Le magnat de l'immobilier a tenu un discours que des enfants de 9-10 ans auraient pu comprendre, selon les calculs de la méthode du linguiste Rudolf Flesch et du scientifique J. Peter Kincaid. En 1 minute 30 de discours d'introduction et de conclusion, le moment où les candidats doivent résumer le plus efficacement possible leur message, il n'a utilisé que 7% de mots de plus de trois syllabes.
Le milliardaire a pour habitude d'user et d'abuser de mots courts et simples, comme "good", "bad" et "great" ("bons", "méchants", et "génial" en français), pour étayer ses arguments lors de ses discours. Donald Trump a d'ailleurs conclu son intervention à Las Vegas en promettant: "Si je suis élu président, nous allons nous remettre à gagner. Nous allons beaucoup gagner. Et nous allons avoir un pays génial, vraiment génial, encore plus génial qu'auparavant".
Il a à l'inverse qualifié pendant la soirée le président syrien Bachar al-Assad de "mec méchant, très méchant" ("bad guy, very bad guy" en version originale).
'Rassurer l'auditoire'
"Donald Trump tente de rassurer son auditoire, en touchant nos instincts politiques primaires. Il répète des mots simples", explique à l'AFP Peter Lawler, professeur de sciences politiques à l'université Berry College, et auteur d'un livre sur la rhétorique politique américaine.

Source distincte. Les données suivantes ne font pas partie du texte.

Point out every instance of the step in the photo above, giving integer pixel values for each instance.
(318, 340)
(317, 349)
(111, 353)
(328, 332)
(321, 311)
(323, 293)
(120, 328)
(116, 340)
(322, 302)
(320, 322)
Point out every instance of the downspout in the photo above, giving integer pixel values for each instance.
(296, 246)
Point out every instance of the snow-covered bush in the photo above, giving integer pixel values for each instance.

"Une certaine frange d'Américains associent la simplicité à l'honnêteté. Ils ne croient plus aux discours trop élaborés, ils les jugent trompeurs", ajoute Matthew Baum, professeur de communication à l'école d'administration Harvard Kennedy School.
L'homme d'affaires de 69 ans utilise également souvent le mot "bête", pour qualifier ses adversaires ou le gouvernement au pouvoir. "Nous sommes dirigés par des personnes bêtes. Auparavant je disais 'incompétent' mais 'bête', c'est vraiment le niveau supérieur", proclamait-il lors d'un meeting début décembre. L'âge estimé nécessaire pour comprendre les déclarations des autres candidats lors du débat oscille entre 11 ans pour le sénateur libertarien Rand Paul, et 15 ans pour Ted Cruz ou le neurochirurgien à la retraite Ben Carson.
"Des discours révisés vs des idées qui lui passent par la tête"
La part de mots de plus de trois syllabes dans les discours des autres candidats était de 14% en moyenne, le double de Donald Trump (l'anglais est une langue où les mots sont plus courts que le français). Ted Cruz, le sénateur du Texas qui occupe la deuxième place derrière Trump dans les intentions de vote, a pour sa part utilisé 24% de mots "complexes", alors que Jeb Bush, l'ancien gouverneur de Floride, en a utilisé 15%.
"Les autres candidats révisent beaucoup avant les débats, et leurs réponses semblent trop préparées à l'avance. Trump se contente de dire ce qui lui passe par la tête. Mais tout cela est calculé, il sait très bien ce qu'il fait", analyse Peter Lawler.
Donald Trump a eu recours à la même rhétorique simpliste pour aborder pendant le débat le sujet de l'utilisation d'internet par l'organisation État islamique (EI): "Nous devrions pouvoir pénétrer dans internet, et trouver exactement où est l'EI, et tout ce qu'il y a sur l'EI. Et on peut le faire, si on utilise nos bonnes personnes".
"Il y a des dossiers qu'il ne maîtrise pas du tout, mais le public ne s'en émeut pas. Marco Rubio a repris Trump lors du dernier débat, mais son intervention était ennuyeuse. Trump se justifie en disant qu'il engagera les meilleurs experts sur ce sujet quand il sera président", explique Peter Lawler. Cela ne semble pas choquer les électeurs républicains, qui étaient 38% à soutenir Trump dans un sondage Washington Post/ABC publié mardi, et 41% selon l'institut de l'université Monmouth.